Pope Francis has been criticized by some social conservatives for rejecting a culture war approach to issues like abortion and instead placing opposition to abortion within the broader context of pursuing social justice and promoting human rights. But this passage shows that the whole life or seamless garment approach is at the very heart of the faith and the natural response of the Church to injustice in the world.

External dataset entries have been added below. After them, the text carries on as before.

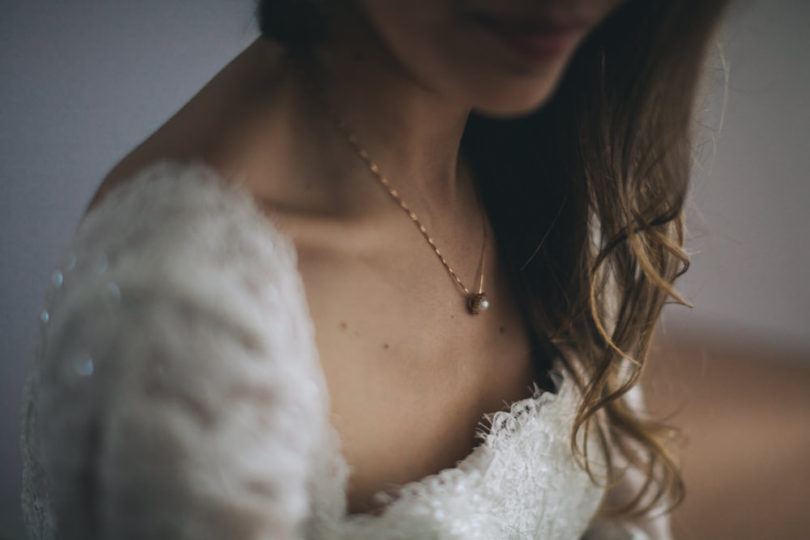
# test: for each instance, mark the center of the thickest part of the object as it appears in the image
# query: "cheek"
(445, 50)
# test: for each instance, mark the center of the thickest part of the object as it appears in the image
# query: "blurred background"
(85, 81)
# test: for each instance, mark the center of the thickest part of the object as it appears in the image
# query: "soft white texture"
(176, 393)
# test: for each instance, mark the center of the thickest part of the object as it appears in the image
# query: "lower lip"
(537, 46)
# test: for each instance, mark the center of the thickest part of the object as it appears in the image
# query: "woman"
(249, 338)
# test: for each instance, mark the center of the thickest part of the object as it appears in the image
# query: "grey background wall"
(83, 82)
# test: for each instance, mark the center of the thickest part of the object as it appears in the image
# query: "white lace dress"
(176, 393)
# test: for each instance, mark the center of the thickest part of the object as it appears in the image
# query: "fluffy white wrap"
(176, 393)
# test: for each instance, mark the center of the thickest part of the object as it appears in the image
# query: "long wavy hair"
(586, 198)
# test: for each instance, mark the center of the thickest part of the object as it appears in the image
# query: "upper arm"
(167, 406)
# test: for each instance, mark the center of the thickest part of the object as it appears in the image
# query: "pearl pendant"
(476, 303)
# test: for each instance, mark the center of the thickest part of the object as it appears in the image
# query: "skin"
(409, 372)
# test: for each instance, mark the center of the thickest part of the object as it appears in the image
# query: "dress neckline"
(493, 428)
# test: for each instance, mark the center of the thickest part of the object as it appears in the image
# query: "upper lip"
(534, 22)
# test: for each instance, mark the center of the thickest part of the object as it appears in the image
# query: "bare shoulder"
(213, 127)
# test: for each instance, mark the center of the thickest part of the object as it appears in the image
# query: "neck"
(411, 132)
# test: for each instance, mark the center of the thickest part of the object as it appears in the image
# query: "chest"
(410, 373)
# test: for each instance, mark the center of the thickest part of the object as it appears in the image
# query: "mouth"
(537, 38)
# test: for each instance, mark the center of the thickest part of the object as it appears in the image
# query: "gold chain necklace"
(476, 301)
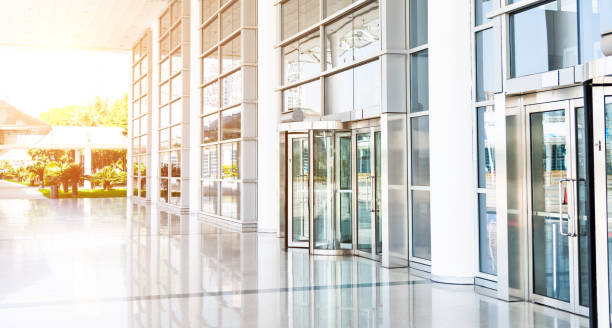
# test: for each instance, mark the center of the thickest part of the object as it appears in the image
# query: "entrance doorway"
(334, 192)
(556, 179)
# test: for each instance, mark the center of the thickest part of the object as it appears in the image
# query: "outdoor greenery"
(57, 167)
(108, 177)
(102, 112)
(89, 193)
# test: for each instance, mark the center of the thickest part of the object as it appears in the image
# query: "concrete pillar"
(268, 65)
(195, 189)
(453, 212)
(87, 166)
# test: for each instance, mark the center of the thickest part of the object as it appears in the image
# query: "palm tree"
(108, 177)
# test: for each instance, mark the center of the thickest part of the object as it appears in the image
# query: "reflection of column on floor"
(87, 166)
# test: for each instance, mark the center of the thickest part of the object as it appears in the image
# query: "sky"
(37, 79)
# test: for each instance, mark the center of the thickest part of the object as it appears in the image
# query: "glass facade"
(487, 213)
(171, 103)
(352, 37)
(418, 119)
(141, 114)
(222, 112)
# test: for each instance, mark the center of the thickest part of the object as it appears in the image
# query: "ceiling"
(112, 25)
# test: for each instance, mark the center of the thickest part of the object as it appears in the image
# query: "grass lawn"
(88, 193)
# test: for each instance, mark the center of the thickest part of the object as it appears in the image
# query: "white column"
(268, 117)
(453, 233)
(195, 100)
(87, 166)
(154, 100)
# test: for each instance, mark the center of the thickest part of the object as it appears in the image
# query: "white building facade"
(466, 139)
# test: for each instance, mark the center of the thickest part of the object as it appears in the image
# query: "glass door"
(553, 207)
(368, 193)
(299, 165)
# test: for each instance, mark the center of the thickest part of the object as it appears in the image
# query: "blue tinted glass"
(593, 21)
(419, 81)
(418, 23)
(544, 38)
(485, 68)
(482, 7)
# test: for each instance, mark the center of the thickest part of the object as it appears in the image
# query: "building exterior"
(468, 139)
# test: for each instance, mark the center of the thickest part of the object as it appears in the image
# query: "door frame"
(290, 242)
(601, 88)
(568, 106)
(374, 235)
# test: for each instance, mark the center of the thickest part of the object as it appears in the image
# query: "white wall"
(453, 236)
(268, 117)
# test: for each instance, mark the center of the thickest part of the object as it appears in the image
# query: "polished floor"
(110, 263)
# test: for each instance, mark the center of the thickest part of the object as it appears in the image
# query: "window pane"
(421, 225)
(339, 92)
(210, 35)
(291, 63)
(164, 139)
(209, 162)
(230, 19)
(487, 234)
(176, 112)
(176, 11)
(485, 68)
(164, 70)
(230, 199)
(175, 163)
(164, 22)
(230, 54)
(177, 87)
(164, 116)
(486, 147)
(289, 12)
(164, 46)
(308, 13)
(230, 123)
(164, 163)
(418, 23)
(176, 135)
(230, 156)
(366, 32)
(177, 61)
(164, 93)
(482, 8)
(310, 55)
(211, 98)
(331, 6)
(231, 89)
(419, 132)
(367, 86)
(306, 97)
(339, 41)
(175, 191)
(210, 67)
(419, 81)
(544, 38)
(175, 37)
(209, 7)
(163, 190)
(210, 196)
(210, 128)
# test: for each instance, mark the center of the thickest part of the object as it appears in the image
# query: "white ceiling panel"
(82, 24)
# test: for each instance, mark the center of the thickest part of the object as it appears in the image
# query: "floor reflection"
(119, 264)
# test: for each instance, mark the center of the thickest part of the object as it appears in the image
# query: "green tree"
(109, 177)
(102, 112)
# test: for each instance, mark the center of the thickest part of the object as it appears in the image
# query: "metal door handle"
(561, 197)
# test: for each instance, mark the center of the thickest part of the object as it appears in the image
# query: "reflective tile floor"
(109, 263)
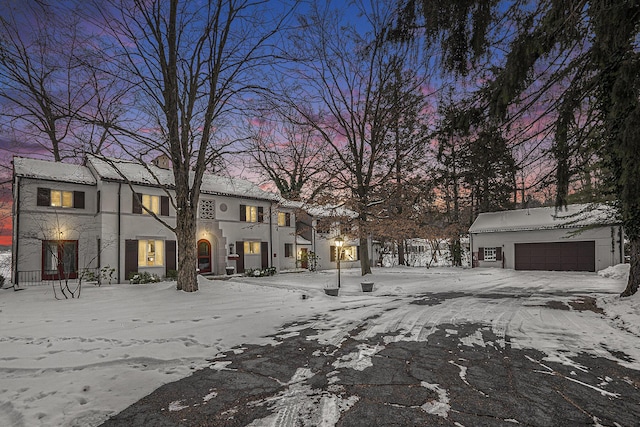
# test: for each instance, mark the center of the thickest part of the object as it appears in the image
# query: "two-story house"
(70, 217)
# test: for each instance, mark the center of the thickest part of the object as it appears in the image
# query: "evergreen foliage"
(577, 56)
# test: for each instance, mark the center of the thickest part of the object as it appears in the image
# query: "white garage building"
(579, 238)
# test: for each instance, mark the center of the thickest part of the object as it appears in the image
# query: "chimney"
(162, 161)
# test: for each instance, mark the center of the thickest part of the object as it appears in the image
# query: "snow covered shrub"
(144, 277)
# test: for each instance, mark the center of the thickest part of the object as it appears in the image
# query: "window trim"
(490, 254)
(138, 204)
(286, 219)
(288, 250)
(158, 253)
(76, 198)
(250, 245)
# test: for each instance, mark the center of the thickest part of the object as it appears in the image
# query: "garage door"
(556, 256)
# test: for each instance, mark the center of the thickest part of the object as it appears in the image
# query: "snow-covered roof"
(547, 218)
(52, 171)
(123, 170)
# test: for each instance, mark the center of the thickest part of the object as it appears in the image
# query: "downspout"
(471, 250)
(270, 234)
(621, 235)
(16, 231)
(119, 225)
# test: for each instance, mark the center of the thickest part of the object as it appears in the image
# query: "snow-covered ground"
(75, 362)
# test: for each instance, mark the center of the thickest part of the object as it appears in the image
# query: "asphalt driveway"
(450, 359)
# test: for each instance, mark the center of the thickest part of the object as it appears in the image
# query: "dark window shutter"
(78, 199)
(130, 258)
(170, 255)
(264, 253)
(44, 197)
(240, 259)
(164, 206)
(136, 206)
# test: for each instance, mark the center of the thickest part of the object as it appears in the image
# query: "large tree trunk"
(365, 264)
(634, 271)
(186, 236)
(401, 258)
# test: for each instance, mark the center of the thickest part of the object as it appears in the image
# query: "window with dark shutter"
(78, 199)
(44, 197)
(164, 206)
(136, 205)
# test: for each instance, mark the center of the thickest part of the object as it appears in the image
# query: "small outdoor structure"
(579, 238)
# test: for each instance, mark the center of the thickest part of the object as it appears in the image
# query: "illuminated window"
(252, 248)
(284, 219)
(152, 203)
(490, 254)
(150, 253)
(60, 198)
(145, 203)
(251, 213)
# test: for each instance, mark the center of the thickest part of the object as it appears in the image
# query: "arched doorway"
(204, 256)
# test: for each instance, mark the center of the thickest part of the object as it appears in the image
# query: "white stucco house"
(69, 217)
(317, 228)
(578, 238)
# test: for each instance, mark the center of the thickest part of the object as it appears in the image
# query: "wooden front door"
(304, 258)
(204, 256)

And this communitarian approach is precisely what is needed today. Men, women, and children are still being bought and sold like inanimate objects; unjust working conditions and the exploitation of workers persist, especially for foreign laborers; loneliness plagues millions of elderly people; and food insecurity remains scandalously high. Abortion kills millions; mass atrocities are committed with impunity; and subhuman living conditions are far too prevalent. For Catholics, the motive for addressing these issues is not enlightened self-interest, but a recognition of universal brotherhood and sisterhood, along with a recognition of the worth and dignity of all. Neither a market mentality nor an obsession with personal autonomy should trump this commitment to human dignity. And indifference to some forms of injustice—whether poverty, abortion, or mass atrocities—due to an ideological commitment to economic, social, or foreign policy libertarianism is inexcusable. There is no small set of nonnegotiable issues or some other shortcut to the hard work of pursuing the common good. Catholics and all people of good will are called to consistently fight for the dignity and flourishing of all. This is Catholic orthodoxy.